[RFC] Vectorization support for histogram count operations

paschalis.mpeis · November 9, 2023, 12:56pm

Hello community,

We would like to propose a mechanism that detects and safely vectorizes histogram computations. This is a work in progress, and a Proof-of-Concept Pull Request will be opened in the coming days.

1. Background:

What is a histogram, and where is it used

Histogram is typically used in image processing and it ‘counts’ actual values of an image. Assuming a colored input image, a histogram would compute counters for occurrences of ‘red’, ‘green’, and ‘blue’ image values. In a typical RGB model, each color accepts values in the range of 0-255.

In our context, it’s just an input integer array and we want to count the number of occurrences of each element and store them in a separate array (ie the histogram). The input array has a consecutive number range, starting from zero, so there is no need for any advanced hash functions to find where to store each counter. Instead we can use the input values as indices for the histogram array (see motivating example code).

2. Motivating example:

The snippet below shows a simple, typical histogram computation. The indices array is the input we want to compute the histogram for, and the buckets is where we store the computed histogram (ie all those counters).

for (int i = 0; i < N; ++i) {
    buckets[indices[i]]++;
}

Example input, output:

In this example, the computed histogram indicates that there are:

1 zero, 1 one, 2 twos, 1 three, and no fours.

# INPUT ARRAY:
    index: 0 1 2 3 4
  indices: 3 2 2 0 1

# COMPUTED HISTOGRAM:
    index: 0 1 2 3 4
  buckets: 1 1 2 1 0

Problem with histogram and vectorization

The example code is using the values of indices (eg, indices[i]) as a hash function to find where to store the counts within the buckets array.

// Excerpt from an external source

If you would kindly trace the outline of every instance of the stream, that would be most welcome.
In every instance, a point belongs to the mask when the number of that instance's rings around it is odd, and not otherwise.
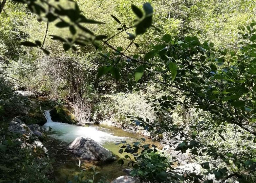
[[[150,139],[145,138],[138,134],[134,134],[114,126],[103,126],[96,125],[90,124],[86,126],[81,126],[74,125],[62,123],[53,121],[49,111],[46,111],[45,116],[47,122],[43,126],[46,128],[50,127],[53,133],[48,135],[53,139],[56,139],[64,144],[70,143],[78,137],[88,137],[94,140],[106,149],[111,151],[115,155],[120,158],[124,158],[124,156],[128,154],[126,153],[120,154],[118,152],[120,149],[120,145],[116,145],[117,142],[121,141],[125,141],[128,143],[132,141],[137,141],[141,138],[146,139],[143,144],[155,144]],[[62,158],[63,160],[69,158],[65,155]],[[60,164],[54,168],[54,174],[56,180],[64,182],[67,181],[68,176],[74,175],[77,174],[75,172],[77,169],[78,158],[70,159],[67,163]],[[99,174],[96,175],[96,179],[98,180],[100,177],[106,176],[109,181],[121,175],[126,174],[122,170],[126,168],[131,168],[130,166],[127,166],[127,162],[121,167],[117,161],[111,163],[97,164],[93,162],[83,161],[82,168],[88,169],[94,166],[96,172]],[[66,181],[66,182],[67,182]]]

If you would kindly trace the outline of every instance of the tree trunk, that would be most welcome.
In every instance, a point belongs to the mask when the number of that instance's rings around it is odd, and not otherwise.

As the compiler cannot identify at static time what are the ranges of the pointers involved, these memory operations are found to be aliasing, which disables vectorization.

Assuming vectorization went ahead, a pseudo-code IR would be something like:

%values = wide load from 'indices'
%prevCount = wide gather-load vector from 'buckets' using %values as indices
%newCount = add %prevCount, 1;
scatter the result (%newCount) back to relevant places (using %values as indices) in `buckets`

There is a correctness issue with the vectorized addition: each lane is not ‘aware’ of any previous counts that happened on the same iteration.

This is illustrated with a dry run on the Example Input focusing on the value ‘2’ , which is encountered twice.
Value 2 is on lane 1, and lane 2, and assuming a vector length of 5 lanes, the entire vector fits in one iteration.
Running the Code:

The 2 twos will be wide loaded initially from indices.
Then, the relevant addresses will be gathered from buckets, which initially are zero.
The addition, computes ‘0+1’ for both.
Finally, the results will be scattered back to the relevant places in buckets.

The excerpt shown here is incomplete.